Wat zijn de verschillende soorten – en snelheden – van het opladen van elektrische voertuigen?

Afbeelding 1 hieronder toont de vier belangrijkste modi  voor het opladen van elektrische voertuigen.

Bij elk hoger modusnummer komen grotere laadsnelheidsopties. De belangrijkste modi die tegenwoordig worden gebruikt, zijn modi 2, 3 en 4. (Merk op dat modus 1 beperkt is tot voertuigen met een elektrische verbrandingsmotor (dwz diesel, benzine) en sommige EV's van vroege massafabrikanten. Anders wordt het niet meer gebruikt).

Modus twee:

Modus twee beschrijft het gebruik van een stroomkabel die aan het ene uiteinde wordt aangesloten op een stopcontact en aan het andere uiteinde op een oplaadstekker voor het voertuig. Deze kabel bevat ook een doos die niet meer dan 300 mm van het uiteinde van de 3-pins stekker is geplaatst.

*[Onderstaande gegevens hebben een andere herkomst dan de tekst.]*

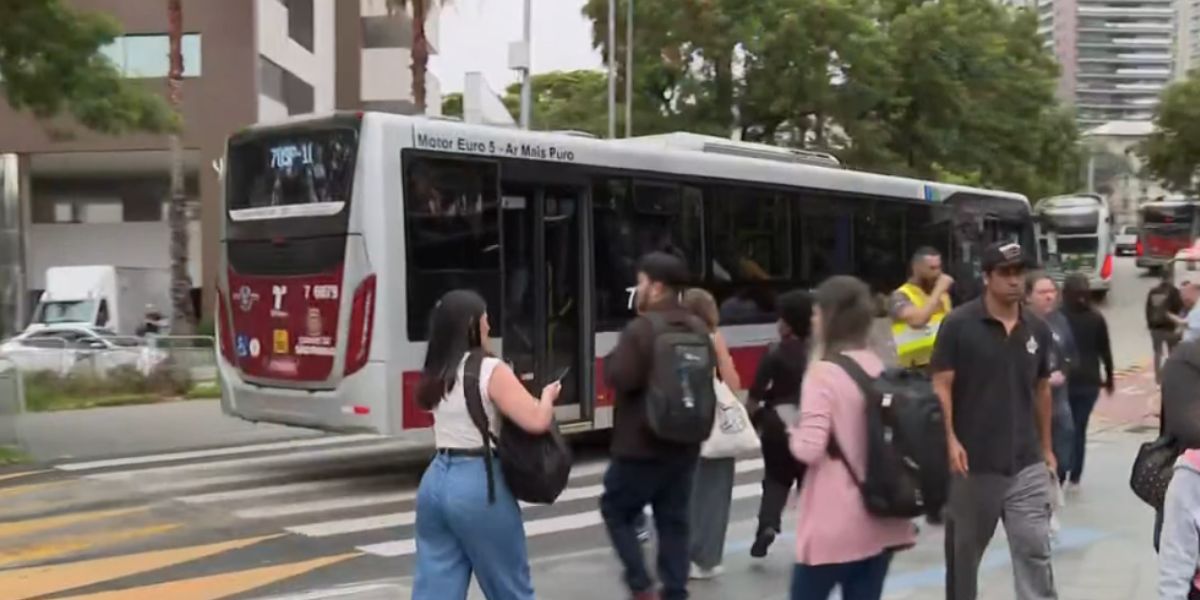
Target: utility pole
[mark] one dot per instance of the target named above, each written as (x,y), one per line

Deze kabel wordt enigszins verheerlijkt met de naam 'EVSE' (Electric Vehicle Supply Equipment) - maar het is eigenlijk niets meer dan een stroomkabel met een automatische aan/uit-functie die door de auto wordt bestuurd.

De aan/uit-functie wordt geregeld in de doos bij het uiteinde van de 3-pins stekker en zorgt ervoor dat de kabel alleen onder spanning staat wanneer de auto wordt opgeladen. De oplader die de wisselstroom omzet in gelijkstroom voor het opladen van de batterij en het laadproces regelt, is in de auto ingebouwd.

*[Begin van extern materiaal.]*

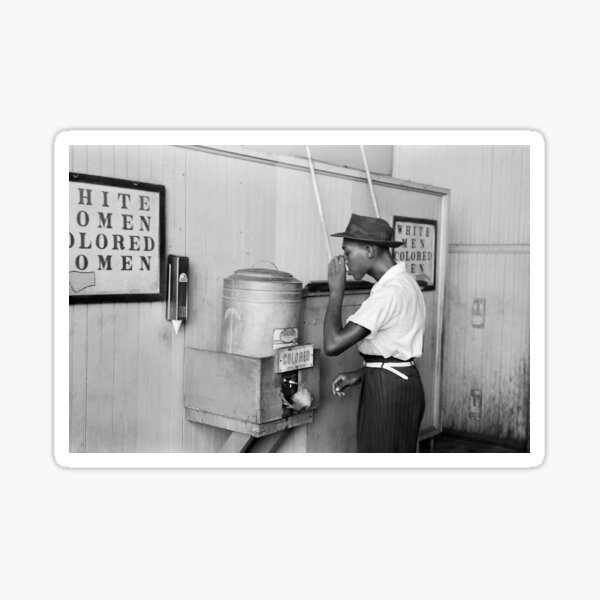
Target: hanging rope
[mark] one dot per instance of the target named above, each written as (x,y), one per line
(314,179)
(370,182)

Zodra de EV volledig is opgeladen, geeft de autolader dit door aan de controlebox die vervolgens de stroom tussen de box en de auto loskoppelt.

De regelkast van de EVSE mag volgens de voorschriften niet meer dan 300 mm van het stroompunt verwijderd zijn om het permanent onder spanning staande gedeelte te minimaliseren. Dit is de reden dat Mode 2 EVSE's worden geleverd met een label om er geen verlengsnoeren mee te gebruiken.

Omdat modus twee EVSE's zijn aangesloten op een stopcontact, beperken ze de stroom tot een niveau dat de meeste stopcontacten kunnen leveren. Ze doen dit door de auto te vertellen dat hij niet sneller mag opladen dan de vooraf ingestelde limiet in de bedieningskast. (Over het algemeen is dit ongeveer 2,4 kW (10A)).

Modus drie:

In modus 3 verplaatst de aan/uit-besturingselektronica zich naar een kast die aan de muur is bevestigd, waardoor alle onder spanning staande kabels worden geëlimineerd, tenzij de auto wordt opgeladen.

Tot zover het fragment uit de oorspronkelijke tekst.